Dreamscaper entrances. Ethereal and indistinct, the game’s aesthetic captures that fleeting sense of a dream, where details fade and all that’s left is the vague impression of a mood or idea. You want nothing more than to float away in the gorgeously misty visuals and the airy tunes that make up the stage.
Still in development but currently playable as Dreamscaper: Prologue, the game is divided into two aspects much like Atlus’ Catherine — a traditional gameplay experience supported by a social development element. The meat of the game is rogue-lite action RPG gameplay that takes place within protagonist Cassidy’s nightly dreams. As she falls asleep, she drops through the mists into a village that appears cosy but is actually anything but. Each dream is procedurally generated from a set of room tiles that may contain shops, combat challenges, puzzles, or simple rewards. Dream-Cassidy’s starting equipment is also partly randomized, which forces you to adapt to the intricacies of each weapon.
The variety is broad rather than deep. The regular suspects of swords, scythes, and bows are present, but players can also find water pistols, baseball bats, and yo-yos. Each weapon balances power, speed, and range to provide options for everyone. With only a single three-hit combo and an alternate attack for each melee weapon, Dreamscaper is approachable for gamers of all experience levels. Advanced players will find more satisfaction later, as stronger and more varied enemies demand mastery of the entire combat suite, including ranged attacks, special abilities, dodging, and blocking.
Most Dreamscaper players will almost certainly spend the bulk of their time in the dreams, though the waking portion is no less important. While awake, Cassidy can travel to the local bookshop, café, and bar, talking to the four characters who appear there. Leveling up the friendships provides insight into the personalities of each character while also revealing what brought Cassidy to the city of Redhaven, though this prologue, of course, does not have all the answers. What story is present is intriguing, and the way the dream bosses are named for Cassidy’s emotions is an interesting, if not particularly subtle, form of storytelling.

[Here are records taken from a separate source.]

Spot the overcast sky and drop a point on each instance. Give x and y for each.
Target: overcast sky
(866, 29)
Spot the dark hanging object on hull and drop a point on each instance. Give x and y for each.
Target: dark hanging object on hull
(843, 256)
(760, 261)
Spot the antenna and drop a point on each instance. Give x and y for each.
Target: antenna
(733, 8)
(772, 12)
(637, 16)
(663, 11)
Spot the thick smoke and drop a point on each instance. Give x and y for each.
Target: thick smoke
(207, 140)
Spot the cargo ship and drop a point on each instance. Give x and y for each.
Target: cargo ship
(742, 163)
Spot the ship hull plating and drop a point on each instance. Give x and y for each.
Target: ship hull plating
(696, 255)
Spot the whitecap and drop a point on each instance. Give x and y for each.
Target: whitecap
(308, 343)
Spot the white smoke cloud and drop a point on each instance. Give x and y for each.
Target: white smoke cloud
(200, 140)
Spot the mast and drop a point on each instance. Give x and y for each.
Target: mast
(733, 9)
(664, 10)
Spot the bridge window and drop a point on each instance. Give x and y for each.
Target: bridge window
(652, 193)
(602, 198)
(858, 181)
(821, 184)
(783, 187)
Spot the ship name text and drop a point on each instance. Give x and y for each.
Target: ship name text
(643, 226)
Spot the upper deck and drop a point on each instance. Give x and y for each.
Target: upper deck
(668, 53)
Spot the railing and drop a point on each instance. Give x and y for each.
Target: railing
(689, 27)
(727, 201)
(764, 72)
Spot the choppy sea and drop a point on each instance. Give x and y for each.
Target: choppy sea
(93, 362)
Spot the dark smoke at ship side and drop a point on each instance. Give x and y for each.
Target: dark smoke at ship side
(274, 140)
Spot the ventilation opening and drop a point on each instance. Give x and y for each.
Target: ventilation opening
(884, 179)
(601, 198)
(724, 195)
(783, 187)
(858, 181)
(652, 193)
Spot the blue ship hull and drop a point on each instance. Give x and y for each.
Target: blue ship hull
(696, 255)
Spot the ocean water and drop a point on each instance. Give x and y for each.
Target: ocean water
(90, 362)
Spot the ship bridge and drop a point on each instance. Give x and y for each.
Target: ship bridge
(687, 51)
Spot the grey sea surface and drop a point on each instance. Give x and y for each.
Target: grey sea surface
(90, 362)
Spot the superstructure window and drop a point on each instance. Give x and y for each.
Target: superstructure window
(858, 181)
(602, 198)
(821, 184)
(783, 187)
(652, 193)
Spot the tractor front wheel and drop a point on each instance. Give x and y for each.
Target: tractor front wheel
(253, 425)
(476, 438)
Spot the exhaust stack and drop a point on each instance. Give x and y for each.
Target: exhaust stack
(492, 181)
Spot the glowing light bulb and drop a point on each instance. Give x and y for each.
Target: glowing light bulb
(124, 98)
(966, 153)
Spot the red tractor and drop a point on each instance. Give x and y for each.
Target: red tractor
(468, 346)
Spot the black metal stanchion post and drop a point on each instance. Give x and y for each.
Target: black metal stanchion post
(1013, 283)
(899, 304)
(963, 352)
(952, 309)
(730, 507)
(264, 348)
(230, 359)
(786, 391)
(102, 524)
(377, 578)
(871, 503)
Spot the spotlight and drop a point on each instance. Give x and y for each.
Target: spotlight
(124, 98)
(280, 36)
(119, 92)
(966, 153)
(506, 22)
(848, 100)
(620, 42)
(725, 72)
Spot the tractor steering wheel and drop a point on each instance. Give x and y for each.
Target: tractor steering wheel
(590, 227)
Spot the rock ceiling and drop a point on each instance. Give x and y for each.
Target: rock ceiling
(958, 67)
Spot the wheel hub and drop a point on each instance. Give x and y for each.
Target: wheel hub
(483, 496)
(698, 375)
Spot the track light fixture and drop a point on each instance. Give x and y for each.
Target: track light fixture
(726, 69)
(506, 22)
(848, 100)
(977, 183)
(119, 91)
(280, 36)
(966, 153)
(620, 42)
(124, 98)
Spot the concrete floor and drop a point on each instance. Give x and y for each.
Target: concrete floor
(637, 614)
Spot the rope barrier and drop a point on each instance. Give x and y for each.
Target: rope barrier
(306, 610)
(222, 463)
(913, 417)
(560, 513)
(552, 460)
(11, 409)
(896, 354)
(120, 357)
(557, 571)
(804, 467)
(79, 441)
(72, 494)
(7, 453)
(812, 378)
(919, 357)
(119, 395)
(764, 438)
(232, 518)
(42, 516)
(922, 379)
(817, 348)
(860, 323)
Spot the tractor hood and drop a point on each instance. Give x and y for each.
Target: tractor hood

While effective at providing downtime from the action-oriented gameplay, this exploration side feels undercooked. For example, all four characters can be found every night, and relationships can only improve. It all feels too straightforward.
The development team, Afterburner Studios, has ensured that the waking and sleeping sections are firmly intertwined. Performance in the dreams determines how long players have to engage in social activities, while resources gathered while sleeping are used to craft gifts in the real world. These gifts can speed up improving friendships. Moreover, getting to know Eve, Tamal, Alison, and Bruce unlocks additional weapons, items, and abilities for the dream sections. The two sides work in harmony, with the player free to set their own pace.
A single run through the dreamscape can be completed in less than 10 minutes, ensuring snappy, repeatable play sessions. Each location has an easy and more difficult layout. Between the free Prologue and the Supporter’s Edition (which doubles the content of the free version), players have four variants to work through, but even that seemingly small amount of content will provide keen players upward of 10 hours of play if they want to unlock everything.
Dreamscaper: Prologue doesn’t really offer anything new, but it doesn’t need to. The action-based gameplay is easy to pick up and tough to master, while the quick levels make diving back in a pleasure. Some things could be improved and expanded upon for when the full game releases later this year, but Afterburner Studios is on track to produce a compelling product. However, if the game somehow comes up short, Dreamscaper should make an appearance at awards season anyway for the remarkable beauty in both its visuals and audio.